Handelsverband warnt Politik vor neuen Corona-Beschränkungen

Eine Ampel regelt den Zutritt in ein Kaufhaus
Eine Ampel regelt den Zutritt in ein Kaufhaus. Foto: Marijan Murat/dpa/Archivbild © Marijan Murat

Stuttgart (dpa/lsw) - Der baden-württembergische Handel warnt die politischen Entscheidungsträger ungeachtet stark steigender Corona-Infektionszahlen vor zu einschneidenden Beschränkungen für die Zehntausenden Geschäfte im Land. «Jegliche Einschränkungen, auch Flächenbegrenzungen in diesem für die Händler extrem wichtigen Vorweihnachtsgeschäft, wird für Tausende Betriebe - auch für gesunde mittelständische das Aus bedeuten», sagte der Präsident des Handelsverbands Baden-Württemberg, Hermann Hutter, am Mittwoch.

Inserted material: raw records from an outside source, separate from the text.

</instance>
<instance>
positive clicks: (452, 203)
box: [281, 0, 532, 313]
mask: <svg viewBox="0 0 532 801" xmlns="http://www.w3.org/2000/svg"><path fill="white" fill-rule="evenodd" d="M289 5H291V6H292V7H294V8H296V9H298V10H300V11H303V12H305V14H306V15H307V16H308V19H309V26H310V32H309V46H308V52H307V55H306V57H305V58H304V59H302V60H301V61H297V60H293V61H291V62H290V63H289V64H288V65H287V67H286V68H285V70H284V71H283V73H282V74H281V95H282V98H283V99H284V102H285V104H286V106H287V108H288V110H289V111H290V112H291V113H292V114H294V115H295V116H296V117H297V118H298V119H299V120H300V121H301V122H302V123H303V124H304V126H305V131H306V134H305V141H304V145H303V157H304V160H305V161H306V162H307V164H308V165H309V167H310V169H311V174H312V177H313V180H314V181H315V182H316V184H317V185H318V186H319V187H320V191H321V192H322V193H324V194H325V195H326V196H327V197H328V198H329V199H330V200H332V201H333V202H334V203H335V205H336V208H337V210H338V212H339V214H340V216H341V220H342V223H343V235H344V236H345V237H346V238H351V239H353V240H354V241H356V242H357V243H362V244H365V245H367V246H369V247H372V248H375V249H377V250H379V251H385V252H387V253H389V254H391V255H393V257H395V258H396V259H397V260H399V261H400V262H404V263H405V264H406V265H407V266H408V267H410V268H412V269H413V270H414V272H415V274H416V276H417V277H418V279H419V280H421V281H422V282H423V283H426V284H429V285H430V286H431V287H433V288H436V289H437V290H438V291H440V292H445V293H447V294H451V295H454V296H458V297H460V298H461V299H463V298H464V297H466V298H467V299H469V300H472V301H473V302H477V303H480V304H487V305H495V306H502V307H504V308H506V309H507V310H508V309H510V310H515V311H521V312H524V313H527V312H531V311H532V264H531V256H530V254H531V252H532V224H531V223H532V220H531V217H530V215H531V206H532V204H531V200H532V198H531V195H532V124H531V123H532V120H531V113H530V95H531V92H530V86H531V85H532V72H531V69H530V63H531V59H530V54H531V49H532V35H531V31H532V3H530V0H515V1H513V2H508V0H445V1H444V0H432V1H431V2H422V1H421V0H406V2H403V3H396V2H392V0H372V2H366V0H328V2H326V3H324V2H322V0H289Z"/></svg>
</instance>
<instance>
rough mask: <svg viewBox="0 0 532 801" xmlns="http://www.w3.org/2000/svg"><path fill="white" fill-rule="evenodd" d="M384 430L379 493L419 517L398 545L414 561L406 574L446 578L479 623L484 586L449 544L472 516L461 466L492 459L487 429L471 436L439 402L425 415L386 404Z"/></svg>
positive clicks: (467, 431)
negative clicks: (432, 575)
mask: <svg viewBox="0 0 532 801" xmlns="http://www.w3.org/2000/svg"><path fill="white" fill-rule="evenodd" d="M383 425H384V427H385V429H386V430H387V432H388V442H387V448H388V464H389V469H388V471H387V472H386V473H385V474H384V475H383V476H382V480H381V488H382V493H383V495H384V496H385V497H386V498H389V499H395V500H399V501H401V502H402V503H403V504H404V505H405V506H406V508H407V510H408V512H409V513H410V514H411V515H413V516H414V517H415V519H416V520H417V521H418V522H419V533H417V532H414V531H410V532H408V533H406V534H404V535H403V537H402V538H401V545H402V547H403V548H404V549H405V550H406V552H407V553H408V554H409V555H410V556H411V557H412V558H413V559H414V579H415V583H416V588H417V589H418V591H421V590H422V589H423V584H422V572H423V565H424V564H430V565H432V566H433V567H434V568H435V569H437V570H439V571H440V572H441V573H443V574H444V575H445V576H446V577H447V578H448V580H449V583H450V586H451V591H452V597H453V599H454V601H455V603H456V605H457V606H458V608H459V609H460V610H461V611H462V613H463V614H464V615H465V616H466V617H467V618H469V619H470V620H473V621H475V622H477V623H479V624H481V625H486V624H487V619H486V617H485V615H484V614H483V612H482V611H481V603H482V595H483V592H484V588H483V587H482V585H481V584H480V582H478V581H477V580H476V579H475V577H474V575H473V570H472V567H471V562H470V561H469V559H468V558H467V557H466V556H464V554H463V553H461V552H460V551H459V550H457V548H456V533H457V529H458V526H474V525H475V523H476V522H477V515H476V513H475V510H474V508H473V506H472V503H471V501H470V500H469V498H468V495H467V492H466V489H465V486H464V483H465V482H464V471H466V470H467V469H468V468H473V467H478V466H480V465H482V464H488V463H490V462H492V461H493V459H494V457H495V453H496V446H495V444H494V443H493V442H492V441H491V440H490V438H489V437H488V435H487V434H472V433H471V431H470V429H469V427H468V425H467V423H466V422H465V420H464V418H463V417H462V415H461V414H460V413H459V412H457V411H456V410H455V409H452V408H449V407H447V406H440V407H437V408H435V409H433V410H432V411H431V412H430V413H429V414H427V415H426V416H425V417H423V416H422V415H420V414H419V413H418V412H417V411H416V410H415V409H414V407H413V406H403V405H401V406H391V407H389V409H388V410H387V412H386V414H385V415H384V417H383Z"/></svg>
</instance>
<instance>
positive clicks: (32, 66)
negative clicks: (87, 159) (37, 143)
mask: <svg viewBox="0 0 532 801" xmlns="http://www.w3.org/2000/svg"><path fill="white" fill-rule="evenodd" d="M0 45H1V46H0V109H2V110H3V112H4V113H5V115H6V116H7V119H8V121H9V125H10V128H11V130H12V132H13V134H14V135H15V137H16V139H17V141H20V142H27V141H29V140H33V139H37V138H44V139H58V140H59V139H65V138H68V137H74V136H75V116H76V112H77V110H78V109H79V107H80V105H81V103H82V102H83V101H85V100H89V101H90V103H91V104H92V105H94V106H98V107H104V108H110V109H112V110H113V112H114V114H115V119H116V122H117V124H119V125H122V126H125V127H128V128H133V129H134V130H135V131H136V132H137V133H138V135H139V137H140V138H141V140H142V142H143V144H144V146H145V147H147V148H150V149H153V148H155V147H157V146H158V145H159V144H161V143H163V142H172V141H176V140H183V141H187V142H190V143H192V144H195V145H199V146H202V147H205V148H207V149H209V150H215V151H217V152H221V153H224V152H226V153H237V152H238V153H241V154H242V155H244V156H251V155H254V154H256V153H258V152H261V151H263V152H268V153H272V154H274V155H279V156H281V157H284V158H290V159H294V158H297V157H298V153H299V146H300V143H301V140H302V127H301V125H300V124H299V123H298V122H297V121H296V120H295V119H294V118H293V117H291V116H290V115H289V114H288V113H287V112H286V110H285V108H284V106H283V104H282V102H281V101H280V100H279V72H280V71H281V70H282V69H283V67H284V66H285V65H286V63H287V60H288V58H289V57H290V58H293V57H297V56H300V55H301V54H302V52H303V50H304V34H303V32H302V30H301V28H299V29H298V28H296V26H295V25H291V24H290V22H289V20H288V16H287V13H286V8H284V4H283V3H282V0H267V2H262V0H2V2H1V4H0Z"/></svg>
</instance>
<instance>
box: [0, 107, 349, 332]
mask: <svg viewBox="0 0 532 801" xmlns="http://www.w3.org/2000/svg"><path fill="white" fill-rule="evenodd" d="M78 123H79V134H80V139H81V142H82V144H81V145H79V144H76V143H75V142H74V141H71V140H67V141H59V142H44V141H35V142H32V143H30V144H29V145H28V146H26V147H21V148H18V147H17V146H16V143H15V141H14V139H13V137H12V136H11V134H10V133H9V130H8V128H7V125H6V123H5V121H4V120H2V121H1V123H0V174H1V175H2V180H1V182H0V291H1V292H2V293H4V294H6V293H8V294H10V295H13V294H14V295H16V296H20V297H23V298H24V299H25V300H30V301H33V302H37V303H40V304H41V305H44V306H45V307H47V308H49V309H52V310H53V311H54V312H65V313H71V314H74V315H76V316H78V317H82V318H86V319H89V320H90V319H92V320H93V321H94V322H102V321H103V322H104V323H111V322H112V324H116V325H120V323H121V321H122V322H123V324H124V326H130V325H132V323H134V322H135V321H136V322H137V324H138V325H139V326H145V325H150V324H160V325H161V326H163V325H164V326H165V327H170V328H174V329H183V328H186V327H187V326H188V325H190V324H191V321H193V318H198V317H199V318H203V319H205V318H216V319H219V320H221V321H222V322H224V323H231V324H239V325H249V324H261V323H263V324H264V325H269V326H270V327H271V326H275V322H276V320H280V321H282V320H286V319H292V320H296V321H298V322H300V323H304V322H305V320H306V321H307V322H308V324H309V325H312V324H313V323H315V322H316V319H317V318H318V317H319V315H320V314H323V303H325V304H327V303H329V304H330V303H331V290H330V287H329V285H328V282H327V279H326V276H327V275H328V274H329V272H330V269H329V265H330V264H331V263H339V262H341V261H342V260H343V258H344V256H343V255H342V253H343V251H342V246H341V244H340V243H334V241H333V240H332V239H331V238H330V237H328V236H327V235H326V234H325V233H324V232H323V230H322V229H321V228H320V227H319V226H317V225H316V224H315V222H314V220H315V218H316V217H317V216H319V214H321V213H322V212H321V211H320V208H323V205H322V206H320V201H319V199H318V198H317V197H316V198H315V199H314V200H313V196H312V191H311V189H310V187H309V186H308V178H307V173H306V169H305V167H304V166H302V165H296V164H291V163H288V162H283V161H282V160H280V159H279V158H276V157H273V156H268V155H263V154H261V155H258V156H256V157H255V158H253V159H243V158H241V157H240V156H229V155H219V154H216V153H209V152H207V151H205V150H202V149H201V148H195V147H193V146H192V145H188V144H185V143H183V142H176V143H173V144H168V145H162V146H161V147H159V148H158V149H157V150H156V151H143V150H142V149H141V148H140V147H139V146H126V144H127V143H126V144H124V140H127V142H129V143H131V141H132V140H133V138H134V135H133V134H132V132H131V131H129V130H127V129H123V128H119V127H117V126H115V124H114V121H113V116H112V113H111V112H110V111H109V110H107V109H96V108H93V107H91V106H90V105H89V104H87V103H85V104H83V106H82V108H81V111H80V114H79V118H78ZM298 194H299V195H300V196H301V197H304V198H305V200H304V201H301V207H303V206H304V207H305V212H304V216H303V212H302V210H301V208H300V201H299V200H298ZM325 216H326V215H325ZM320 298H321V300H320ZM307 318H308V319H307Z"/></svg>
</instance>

Das anstehende Weihnachtsgeschäft sei für die meisten Händler traditionell die umsatzstärkste Zeit im ganzen Jahr. «Insofern würde ein erneuter Lockdown - egal ob «light» oder verschärft - die Händler ins Mark treffen.» Nach Verbandsangaben arbeiten knapp 500 000 Menschen in etwa 40 000 Einzelhandelsgeschäften in Baden-Württemberg.

Kanzlerin Angela Merkel (CDU) wollte an diesem Mittwoch mit den Ministerpräsidenten der Länder über weitere Schritte angesichts der bundesweit anschwellenden Corona-Infektionswelle entscheiden.

Geht es nach dem Bund, sollen vom 4. November an für zunächst vier Wochen drastische Kontaktbeschränkungen greifen. Einzelhandelsgeschäfte sollen demnach unter Auflagen zur Hygiene, zur Steuerung des Zutritts und zur Vermeidung von Warteschlangen zwar insgesamt geöffnet bleiben, wie aus einem der Deutschen Presse-Agentur vorliegenden Entwurf der Beschlussvorlage des Bundes hervorgeht. Es müsse aber sichergestellt werden, dass sich in den Geschäften nicht mehr als ein Kunde pro 25 Quadratmeter aufhalte.